A half cup of cashews (dry roasted) will give you less than 4 mg.
A half cup of whole oats provides just over 3 mg of what you need.
A half cup of firm tofu will give you 2 mg.
Four ounces (precooked) of lean sirloin will give you 8 mg.
Four ounces of chicken (precooked) with the skin on will give you just less than 2.5 mg.
Four ounces of oysters will give you 43 mg, almost all of your daily requirement.
Four ounces of calf’s liver (precooked) will give you 9 mg.
Your body needs 2 to 4 mg of copper per day. There is very little copper available in our foods, with the highest amounts in nuts, lentils and dried beans.
Since there is so little copper available in food, there is no dietary intake recommendation for it.

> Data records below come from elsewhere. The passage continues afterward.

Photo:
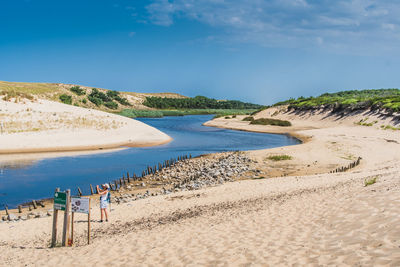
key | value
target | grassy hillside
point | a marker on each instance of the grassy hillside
(132, 113)
(198, 102)
(375, 99)
(128, 104)
(83, 96)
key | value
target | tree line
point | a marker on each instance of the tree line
(198, 102)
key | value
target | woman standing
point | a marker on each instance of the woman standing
(103, 200)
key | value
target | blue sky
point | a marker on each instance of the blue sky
(255, 50)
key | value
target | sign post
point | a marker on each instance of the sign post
(55, 215)
(61, 202)
(66, 219)
(80, 205)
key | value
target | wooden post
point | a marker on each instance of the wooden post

You should take your 2 to 4 mg daily as a supplement.
Copper supplementation is a must if you are taking zinc, as it tends to interfere with the absorption of copper in your body.
A half cup of dry roasted cashews will give you about 65% of your daily need.
A half cup of raw peanuts will give you almost one third of your requirement.
Four ounces of cooked oysters will give you about one eighth of your daily goal.
You need up to 8.5 mg of manganese per day, with up to 5 mg coming from your diet. The intestines absorb manganese poorly, so you need to ensure you get at least 5 mg per day. A supplement will provide 3.5 mg.
A half cup of raw pecans will give you about half of what you need.
A half cup of dry roasted peanuts will give you 1.5 mg.
A half cup of cooked brown rice will give you almost 1 mg.